Вышеназванные знатные воины должны иметь кольчугу, шлем, копье, лук и стрелу, хорошую лошадь, как и каждый из слуг; прочие должны иметь пригодных лошадей, лук, стрелы и саблю, как и их слуги; в итоге получается множество всадников на плохих лошадях, не знающих порядка, духа или дисциплины и часто приносящих армии больше вреда, чем пользы. Кроме того, есть казанские войска, которые, как считают, составляют вместе с черемисами почти 20 000 всадников; есть далее татары, которые за ежегодную плату служат императору вместе с мордвинами, они составят от семи до восьми тысяч всадников, их жалованье — от восьми до тридцати рублей; затем есть черкесы, их от трех до четырех тысяч; затем иностранцы — немцы, поляки, греки, их две тысячи пятьсот, получающих жалованье от двенадцати до шестидесяти рублей, некоторые капитаны получают до 120 рублей, не считая земли, ее же от шестисот до тысячи четвертей.

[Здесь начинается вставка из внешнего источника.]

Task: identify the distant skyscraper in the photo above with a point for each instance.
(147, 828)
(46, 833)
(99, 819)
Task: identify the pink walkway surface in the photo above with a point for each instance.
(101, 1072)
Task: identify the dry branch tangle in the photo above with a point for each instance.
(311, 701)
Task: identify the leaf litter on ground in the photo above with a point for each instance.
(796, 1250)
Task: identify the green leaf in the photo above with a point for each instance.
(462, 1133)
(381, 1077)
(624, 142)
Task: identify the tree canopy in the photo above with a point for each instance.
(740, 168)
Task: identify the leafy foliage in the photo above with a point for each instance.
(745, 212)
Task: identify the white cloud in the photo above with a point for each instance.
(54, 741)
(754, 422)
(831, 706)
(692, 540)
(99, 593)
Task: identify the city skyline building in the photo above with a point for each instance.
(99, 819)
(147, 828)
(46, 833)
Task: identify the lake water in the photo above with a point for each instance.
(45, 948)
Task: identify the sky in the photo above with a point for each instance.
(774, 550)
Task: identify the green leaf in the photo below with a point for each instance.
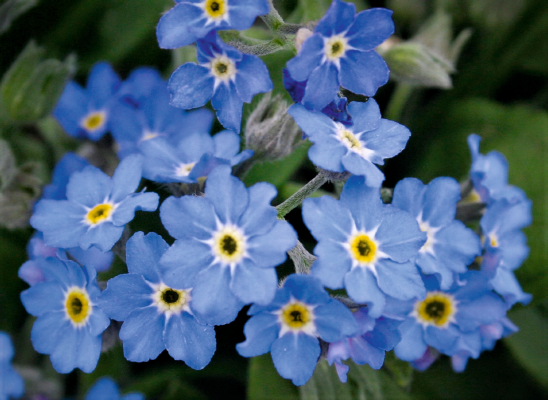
(11, 9)
(521, 134)
(530, 346)
(264, 382)
(278, 172)
(30, 89)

Наконец, есть даточные люди; их должны снаряжать патриархи, епископы, игумены и прочие священнослужители, владеющие землями, а именно: одного конного и одного пешего с каждых ста четвертей, как сказано выше; порой, если нужно, берут у священнослужителей вместо людей большое количество лошадей, чтобы перевозить артиллерию и прочие боевые припасы, и для стрельцов и прочих, которых нужно снабжать лошадьми; этого бывает достаточно для кавалерии.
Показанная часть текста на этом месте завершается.